Parameter Sharing in Mixture of Factor Analyzers for Speaker Identification

Hiroyoshi YAMAMOTO  Yoshihiko NANKAKU  Chiyomi MIYAJIMA  Keiichi TOKUDA  Tadashi KITAMURA  

Publication
IEICE TRANSACTIONS on Information and Systems   Vol.E88-D   No.3   pp.418-424
Publication Date: 2005/03/01
Online ISSN: 
Print ISSN: 0916-8532
Type of Manuscript: Special Section PAPER (Special Section on Corpus-Based Speech Technologies)
Category: Feature Extraction and Acoustic Medelings
Keyword: 
speaker identification,  GMM,  mixture of factor analyzers,  parameter sharing,  minimum classification error training,  

Full Text: PDF(545.3KB)
>>Buy this Article


Summary: 
This paper investigates the parameter tying structures of a mixture of factor analyzers (MFA) and discriminative training of MFA for speaker identification.
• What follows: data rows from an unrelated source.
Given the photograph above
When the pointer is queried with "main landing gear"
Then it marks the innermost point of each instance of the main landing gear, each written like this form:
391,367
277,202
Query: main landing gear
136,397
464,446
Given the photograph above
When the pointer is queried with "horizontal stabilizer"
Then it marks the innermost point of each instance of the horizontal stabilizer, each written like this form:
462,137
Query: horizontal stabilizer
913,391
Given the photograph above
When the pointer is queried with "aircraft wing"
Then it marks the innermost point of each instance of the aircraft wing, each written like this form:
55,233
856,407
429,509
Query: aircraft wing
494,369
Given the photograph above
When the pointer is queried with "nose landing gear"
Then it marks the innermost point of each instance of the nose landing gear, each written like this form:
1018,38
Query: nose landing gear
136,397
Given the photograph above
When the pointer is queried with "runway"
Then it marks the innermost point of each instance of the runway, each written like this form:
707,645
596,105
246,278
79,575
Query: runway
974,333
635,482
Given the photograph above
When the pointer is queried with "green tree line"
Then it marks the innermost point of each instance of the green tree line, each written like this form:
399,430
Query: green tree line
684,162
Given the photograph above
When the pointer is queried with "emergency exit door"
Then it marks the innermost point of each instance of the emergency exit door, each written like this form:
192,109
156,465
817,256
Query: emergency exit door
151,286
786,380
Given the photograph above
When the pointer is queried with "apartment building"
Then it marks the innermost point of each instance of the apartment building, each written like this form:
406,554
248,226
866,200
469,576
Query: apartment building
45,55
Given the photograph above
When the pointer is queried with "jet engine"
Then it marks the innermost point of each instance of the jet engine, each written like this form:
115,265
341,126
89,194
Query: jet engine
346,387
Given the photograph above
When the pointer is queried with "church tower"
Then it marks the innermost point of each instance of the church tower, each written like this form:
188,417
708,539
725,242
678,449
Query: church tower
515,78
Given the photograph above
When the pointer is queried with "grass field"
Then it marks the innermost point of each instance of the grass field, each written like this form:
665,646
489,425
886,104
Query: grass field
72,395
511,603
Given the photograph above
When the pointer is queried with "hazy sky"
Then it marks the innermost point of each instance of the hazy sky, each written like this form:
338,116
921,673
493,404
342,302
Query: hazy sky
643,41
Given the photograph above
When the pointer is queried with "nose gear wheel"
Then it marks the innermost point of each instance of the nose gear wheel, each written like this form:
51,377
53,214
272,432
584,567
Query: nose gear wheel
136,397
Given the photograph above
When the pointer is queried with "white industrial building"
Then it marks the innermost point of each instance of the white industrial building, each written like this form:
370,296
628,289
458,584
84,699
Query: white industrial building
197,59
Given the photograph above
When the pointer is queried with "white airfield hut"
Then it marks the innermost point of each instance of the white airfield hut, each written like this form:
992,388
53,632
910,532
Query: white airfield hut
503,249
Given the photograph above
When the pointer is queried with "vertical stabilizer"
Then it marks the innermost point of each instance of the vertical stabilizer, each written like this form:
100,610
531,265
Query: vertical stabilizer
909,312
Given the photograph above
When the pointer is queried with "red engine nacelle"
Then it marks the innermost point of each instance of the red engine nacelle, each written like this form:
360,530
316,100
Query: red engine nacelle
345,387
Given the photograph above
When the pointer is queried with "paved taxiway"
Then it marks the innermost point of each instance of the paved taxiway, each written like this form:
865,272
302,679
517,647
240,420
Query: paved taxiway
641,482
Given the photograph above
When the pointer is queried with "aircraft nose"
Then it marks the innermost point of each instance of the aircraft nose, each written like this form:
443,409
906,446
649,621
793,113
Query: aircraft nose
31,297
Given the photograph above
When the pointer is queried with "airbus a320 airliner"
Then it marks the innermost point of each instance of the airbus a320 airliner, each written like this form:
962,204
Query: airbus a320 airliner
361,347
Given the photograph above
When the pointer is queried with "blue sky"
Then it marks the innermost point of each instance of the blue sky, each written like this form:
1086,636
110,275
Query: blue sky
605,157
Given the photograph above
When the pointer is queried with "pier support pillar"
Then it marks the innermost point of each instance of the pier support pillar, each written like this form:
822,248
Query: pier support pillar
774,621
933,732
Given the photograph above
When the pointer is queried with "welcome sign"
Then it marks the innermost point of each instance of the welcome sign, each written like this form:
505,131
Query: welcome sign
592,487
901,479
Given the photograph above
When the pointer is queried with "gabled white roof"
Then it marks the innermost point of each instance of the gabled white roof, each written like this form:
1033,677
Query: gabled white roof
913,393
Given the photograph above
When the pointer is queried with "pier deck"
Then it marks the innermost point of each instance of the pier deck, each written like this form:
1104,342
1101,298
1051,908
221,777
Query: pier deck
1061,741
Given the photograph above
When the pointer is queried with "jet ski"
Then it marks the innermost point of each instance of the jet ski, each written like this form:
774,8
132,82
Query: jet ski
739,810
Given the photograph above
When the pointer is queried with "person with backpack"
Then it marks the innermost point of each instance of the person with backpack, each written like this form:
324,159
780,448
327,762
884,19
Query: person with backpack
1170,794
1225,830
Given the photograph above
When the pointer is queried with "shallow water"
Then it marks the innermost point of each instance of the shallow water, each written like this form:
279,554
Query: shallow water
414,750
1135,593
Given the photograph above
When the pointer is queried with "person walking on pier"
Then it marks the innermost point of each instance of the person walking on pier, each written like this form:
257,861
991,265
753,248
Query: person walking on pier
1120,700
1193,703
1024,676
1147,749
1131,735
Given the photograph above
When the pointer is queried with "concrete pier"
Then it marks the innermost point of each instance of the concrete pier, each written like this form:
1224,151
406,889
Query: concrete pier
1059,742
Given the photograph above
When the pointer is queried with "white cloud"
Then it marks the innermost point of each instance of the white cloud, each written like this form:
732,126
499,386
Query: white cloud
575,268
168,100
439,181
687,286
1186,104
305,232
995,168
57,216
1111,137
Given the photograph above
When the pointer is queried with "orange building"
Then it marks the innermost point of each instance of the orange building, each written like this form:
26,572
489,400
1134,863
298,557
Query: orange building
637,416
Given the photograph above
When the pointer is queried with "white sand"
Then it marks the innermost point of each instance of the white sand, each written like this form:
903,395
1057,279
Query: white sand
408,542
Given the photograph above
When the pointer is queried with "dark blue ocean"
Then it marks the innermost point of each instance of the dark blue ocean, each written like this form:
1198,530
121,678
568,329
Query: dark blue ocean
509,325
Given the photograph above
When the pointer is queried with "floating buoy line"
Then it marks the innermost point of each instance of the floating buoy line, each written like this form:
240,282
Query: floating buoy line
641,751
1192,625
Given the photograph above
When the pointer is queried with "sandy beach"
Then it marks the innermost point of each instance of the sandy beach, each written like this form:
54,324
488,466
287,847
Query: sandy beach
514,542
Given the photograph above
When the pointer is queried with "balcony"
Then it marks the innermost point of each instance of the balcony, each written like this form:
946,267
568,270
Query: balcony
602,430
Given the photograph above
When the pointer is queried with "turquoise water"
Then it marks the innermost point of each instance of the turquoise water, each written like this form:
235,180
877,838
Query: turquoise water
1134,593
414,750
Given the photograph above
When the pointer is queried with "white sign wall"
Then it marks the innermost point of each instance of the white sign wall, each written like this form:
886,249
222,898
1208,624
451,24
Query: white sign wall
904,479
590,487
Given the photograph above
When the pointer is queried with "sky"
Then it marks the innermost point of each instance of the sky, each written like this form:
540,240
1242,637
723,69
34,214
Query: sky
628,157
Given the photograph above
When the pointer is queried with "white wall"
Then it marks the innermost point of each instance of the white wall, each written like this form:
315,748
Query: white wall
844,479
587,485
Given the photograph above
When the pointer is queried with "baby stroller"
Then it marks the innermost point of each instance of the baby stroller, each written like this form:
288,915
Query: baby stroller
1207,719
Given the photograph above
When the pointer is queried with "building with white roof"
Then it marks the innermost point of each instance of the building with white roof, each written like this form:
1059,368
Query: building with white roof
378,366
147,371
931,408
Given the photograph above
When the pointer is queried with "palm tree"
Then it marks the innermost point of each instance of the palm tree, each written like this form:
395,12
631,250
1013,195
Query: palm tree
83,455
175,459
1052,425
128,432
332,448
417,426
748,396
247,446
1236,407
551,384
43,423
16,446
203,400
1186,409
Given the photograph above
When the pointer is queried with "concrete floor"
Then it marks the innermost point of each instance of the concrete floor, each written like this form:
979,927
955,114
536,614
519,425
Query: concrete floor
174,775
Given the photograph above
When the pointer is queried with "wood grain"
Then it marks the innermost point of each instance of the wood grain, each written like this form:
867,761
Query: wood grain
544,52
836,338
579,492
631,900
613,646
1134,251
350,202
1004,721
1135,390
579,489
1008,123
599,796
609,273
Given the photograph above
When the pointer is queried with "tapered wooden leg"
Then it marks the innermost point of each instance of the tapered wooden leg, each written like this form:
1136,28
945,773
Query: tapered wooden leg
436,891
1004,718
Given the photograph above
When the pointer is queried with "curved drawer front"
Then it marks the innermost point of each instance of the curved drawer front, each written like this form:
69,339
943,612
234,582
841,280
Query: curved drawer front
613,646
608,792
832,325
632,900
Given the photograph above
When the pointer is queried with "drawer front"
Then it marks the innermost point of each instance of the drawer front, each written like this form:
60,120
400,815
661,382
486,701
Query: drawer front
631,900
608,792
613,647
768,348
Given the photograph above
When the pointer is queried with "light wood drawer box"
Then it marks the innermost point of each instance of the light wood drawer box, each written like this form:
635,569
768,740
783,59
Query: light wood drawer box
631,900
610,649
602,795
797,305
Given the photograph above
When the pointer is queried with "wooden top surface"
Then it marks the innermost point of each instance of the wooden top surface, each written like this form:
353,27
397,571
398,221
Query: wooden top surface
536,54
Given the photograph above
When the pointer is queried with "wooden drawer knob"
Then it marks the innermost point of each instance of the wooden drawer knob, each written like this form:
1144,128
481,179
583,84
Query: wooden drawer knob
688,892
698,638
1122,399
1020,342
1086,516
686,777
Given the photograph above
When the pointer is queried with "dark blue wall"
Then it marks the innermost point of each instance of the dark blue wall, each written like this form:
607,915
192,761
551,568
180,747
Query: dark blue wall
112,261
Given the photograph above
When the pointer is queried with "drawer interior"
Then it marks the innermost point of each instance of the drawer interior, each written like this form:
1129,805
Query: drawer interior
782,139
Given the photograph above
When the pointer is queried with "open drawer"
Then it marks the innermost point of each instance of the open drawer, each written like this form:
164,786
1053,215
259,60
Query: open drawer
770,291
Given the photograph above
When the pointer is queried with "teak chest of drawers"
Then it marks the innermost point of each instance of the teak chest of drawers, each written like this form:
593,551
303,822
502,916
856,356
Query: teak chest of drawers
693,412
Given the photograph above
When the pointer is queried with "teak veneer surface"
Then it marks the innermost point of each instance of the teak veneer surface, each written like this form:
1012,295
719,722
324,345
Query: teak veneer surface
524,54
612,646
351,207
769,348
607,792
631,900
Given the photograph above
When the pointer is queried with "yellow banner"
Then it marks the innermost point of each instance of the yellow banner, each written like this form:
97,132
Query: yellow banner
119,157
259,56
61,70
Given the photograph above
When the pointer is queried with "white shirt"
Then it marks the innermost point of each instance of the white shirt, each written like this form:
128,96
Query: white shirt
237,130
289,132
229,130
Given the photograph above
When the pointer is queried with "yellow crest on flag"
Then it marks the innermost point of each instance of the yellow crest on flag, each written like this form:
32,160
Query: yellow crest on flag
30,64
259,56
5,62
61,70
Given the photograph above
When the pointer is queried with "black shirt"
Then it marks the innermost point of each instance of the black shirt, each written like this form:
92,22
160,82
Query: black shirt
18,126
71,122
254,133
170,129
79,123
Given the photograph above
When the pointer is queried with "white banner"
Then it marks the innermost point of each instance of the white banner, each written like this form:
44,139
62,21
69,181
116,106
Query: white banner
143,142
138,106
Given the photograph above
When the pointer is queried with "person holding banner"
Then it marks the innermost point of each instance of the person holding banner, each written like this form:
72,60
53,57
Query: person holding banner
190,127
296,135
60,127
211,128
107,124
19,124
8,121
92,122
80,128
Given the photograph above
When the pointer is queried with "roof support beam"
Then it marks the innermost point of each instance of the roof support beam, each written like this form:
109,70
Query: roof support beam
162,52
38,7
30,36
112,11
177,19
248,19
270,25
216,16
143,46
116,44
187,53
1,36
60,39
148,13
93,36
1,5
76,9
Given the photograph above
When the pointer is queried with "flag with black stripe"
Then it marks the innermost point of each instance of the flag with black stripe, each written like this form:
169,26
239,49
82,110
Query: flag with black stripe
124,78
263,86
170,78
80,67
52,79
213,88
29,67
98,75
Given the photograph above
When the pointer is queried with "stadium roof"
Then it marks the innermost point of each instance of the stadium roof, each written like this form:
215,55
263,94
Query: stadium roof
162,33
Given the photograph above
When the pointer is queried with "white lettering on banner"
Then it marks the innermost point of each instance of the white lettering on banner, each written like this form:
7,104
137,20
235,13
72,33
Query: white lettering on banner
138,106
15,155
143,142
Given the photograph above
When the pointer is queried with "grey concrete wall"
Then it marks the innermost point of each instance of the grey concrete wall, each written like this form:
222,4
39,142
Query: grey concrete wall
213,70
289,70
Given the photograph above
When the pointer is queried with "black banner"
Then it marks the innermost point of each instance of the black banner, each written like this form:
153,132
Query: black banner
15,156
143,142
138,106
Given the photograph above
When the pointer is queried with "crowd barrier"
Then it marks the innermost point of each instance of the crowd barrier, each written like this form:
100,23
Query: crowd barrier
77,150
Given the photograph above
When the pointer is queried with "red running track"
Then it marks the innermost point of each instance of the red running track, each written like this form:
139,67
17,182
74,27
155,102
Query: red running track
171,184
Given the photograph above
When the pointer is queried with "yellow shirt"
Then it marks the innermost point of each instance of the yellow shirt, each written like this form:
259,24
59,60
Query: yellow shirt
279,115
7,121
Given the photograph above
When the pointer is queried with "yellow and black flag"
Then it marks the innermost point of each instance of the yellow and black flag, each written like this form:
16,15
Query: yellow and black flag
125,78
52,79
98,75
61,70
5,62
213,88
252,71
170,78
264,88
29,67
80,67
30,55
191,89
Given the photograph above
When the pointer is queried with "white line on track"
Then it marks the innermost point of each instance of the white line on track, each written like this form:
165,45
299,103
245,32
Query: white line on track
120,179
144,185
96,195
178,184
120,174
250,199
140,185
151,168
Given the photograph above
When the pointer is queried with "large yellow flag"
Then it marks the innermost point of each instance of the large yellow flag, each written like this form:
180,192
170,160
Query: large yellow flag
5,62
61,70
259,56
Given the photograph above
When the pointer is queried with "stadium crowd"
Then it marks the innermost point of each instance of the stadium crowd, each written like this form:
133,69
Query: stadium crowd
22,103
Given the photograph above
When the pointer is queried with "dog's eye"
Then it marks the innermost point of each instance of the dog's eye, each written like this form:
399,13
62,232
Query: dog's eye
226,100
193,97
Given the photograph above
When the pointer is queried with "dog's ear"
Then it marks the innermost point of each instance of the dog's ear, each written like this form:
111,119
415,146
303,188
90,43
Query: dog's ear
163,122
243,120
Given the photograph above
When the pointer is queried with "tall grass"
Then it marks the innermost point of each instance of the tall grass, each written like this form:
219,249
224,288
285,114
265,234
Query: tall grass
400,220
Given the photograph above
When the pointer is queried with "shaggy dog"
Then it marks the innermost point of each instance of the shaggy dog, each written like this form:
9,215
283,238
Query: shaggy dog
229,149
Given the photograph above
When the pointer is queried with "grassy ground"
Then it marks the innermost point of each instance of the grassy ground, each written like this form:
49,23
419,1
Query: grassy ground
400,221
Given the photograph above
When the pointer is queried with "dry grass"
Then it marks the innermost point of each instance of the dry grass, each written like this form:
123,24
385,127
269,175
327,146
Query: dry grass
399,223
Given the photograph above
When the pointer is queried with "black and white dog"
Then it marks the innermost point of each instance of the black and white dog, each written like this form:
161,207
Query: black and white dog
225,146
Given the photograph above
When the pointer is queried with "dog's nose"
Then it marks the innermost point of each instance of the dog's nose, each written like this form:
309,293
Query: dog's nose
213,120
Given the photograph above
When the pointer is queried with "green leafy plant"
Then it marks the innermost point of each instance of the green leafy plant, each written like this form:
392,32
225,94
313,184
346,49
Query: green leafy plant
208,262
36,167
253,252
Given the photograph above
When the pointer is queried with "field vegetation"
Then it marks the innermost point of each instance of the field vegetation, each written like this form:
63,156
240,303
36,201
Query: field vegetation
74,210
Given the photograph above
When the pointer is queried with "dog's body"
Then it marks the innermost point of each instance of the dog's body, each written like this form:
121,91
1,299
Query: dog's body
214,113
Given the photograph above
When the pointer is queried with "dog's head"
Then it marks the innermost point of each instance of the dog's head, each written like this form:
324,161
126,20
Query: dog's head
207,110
The parameters of factor loading matrices or diagonal matrices are shared in different mixtures of MFA. Then, minimum classification error (MCE) training is applied to the MFA parameters to enhance the discrimination ability. The result of a text-independent speaker identification experiment shows that MFA outperforms the conventional Gaussian mixture model (GMM) with diagonal or full covariance matrices and achieves the best performance when sharing the diagonal matrices, resulting in a relative gain of 26% over the GMM with diagonal covariance matrices. The improvement is more significant especially in sparse training data condition. The recognition performance is further improved by MCE training with an additional gain of 3% error reduction.